In the study, his team randomized 29 patients to RA only, 42 to RA plus pulmonary vein antral isolation (PVAI), and 42 to PVAI plus posterior wall and nonpulmonary vein trigger ablation.
At about 1 year, four RA-only patients (14%), 22 RA plus PVAI patients (52%), and 32 patients in the PVAI plus trigger group (76%) were free of AF and atrial tachycardias without antiarrhythmic drugs (P < .0001).
Meanwhile, RA alone and RA plus PVAI cases took about 230 minutes, while the more effective PVAI plus trigger approach took about 130 minutes (P < .001).
There was “a very poor outcome with rotor-only ablation,” Dr. Natale said. “There isn’t a benefit either alone or as an add-on strategy, at least with this mapping software.”

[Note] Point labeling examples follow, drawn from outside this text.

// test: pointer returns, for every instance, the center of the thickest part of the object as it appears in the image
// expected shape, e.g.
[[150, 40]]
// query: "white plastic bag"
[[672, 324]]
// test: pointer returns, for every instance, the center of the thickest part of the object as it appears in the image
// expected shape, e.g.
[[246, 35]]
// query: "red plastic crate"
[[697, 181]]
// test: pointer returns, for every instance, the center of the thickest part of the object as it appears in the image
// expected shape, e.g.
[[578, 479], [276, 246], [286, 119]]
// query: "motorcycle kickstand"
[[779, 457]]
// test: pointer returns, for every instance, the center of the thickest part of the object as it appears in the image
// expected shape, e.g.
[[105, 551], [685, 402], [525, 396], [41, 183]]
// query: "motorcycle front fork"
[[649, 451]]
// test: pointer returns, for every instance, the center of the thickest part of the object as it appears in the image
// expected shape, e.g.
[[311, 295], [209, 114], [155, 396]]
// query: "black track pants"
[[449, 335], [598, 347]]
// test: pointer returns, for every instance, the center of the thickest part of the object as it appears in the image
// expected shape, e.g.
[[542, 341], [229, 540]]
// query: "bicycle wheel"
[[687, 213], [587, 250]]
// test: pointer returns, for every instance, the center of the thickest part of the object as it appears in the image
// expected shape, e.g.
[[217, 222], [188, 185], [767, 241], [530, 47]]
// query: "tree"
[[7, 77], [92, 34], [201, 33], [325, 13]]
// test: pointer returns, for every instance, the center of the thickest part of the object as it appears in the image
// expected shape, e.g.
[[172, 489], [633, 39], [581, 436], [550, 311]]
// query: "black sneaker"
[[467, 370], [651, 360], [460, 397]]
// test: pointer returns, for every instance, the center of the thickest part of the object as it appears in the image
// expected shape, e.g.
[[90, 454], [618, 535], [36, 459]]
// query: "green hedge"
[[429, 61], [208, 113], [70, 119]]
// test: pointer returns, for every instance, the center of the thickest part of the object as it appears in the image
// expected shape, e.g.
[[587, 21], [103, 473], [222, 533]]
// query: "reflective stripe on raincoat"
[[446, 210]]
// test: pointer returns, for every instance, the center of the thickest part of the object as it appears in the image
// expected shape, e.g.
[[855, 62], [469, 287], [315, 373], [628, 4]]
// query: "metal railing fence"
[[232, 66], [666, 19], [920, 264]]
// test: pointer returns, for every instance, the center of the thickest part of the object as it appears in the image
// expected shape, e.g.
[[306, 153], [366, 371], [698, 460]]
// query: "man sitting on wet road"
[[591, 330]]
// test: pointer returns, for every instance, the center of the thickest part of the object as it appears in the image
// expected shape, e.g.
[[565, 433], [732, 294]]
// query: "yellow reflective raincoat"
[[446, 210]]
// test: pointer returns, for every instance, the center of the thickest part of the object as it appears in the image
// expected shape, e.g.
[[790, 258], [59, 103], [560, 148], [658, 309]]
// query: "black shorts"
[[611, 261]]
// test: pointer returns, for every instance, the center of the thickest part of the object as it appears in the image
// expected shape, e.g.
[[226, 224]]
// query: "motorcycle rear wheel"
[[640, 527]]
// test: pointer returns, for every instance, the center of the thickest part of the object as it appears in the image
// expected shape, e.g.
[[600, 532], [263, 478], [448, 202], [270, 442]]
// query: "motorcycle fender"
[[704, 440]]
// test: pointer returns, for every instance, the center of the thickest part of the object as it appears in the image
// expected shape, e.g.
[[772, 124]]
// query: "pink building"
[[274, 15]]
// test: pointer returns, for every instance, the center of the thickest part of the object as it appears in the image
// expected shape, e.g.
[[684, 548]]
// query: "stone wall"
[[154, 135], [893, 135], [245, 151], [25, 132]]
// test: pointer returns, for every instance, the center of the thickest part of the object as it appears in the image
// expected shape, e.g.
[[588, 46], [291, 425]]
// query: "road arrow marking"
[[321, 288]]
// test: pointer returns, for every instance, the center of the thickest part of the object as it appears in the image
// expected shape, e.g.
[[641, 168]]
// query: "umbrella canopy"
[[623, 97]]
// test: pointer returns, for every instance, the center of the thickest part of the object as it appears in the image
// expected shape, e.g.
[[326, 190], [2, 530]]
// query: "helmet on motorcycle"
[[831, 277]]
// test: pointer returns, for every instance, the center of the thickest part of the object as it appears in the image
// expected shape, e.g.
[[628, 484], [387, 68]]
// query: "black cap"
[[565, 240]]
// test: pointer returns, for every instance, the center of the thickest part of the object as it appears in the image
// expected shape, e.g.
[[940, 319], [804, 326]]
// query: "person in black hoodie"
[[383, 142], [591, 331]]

Perhaps “people who think rotors don’t exist are right,” he added. On the other hand, maybe the basket mapping catheter doesn’t touch enough of the left atrium, or the software that makes sense of what the catheter detects needs to be improved, Dr. Natale noted.
All the patients were undergoing their first ablation. They were in their early 60s, on average, and most were men. The mean left atrium diameter was about 47 mm, and mean left ventricle ejection fraction about 55%. There were no statistically significant differences between the study arms, and no significant differences in outcomes between the 70% of patients with persistent AF and the 30% with long-standing persistent AF.
There was no industry funding for the work. Dr. Natale disclosed relationships with Biosense Webster, Boston Scientific, Janssen, Medtronic, and St. Jude Medical.
AT HEART RHYTHM 2016
Key clinical point: Focal impulse and rotor modulation-guided ablation for persistent atrial fibrillation – either alone or in conjunction with other procedures – increased procedural times without improving outcomes.
Major finding: At about 1 year, four rotor ablation-only patients (14%), 22 RA plus pulmonary vein antral isolation patients (52.4%), and 32 patients in the PVAI plus trigger group (76%) were free of atrial fibrillation and atrial tachycardias without antiarrhythmic drugs (P < .0001).
Data source: A randomized trial in 113 persistent AF patients.
Disclosures: There was no industry funding for the work. The senior investigator disclosed relationships with Biosense Webster, Boston Scientific, Janssen, Medtronic, and St. Jude Medical.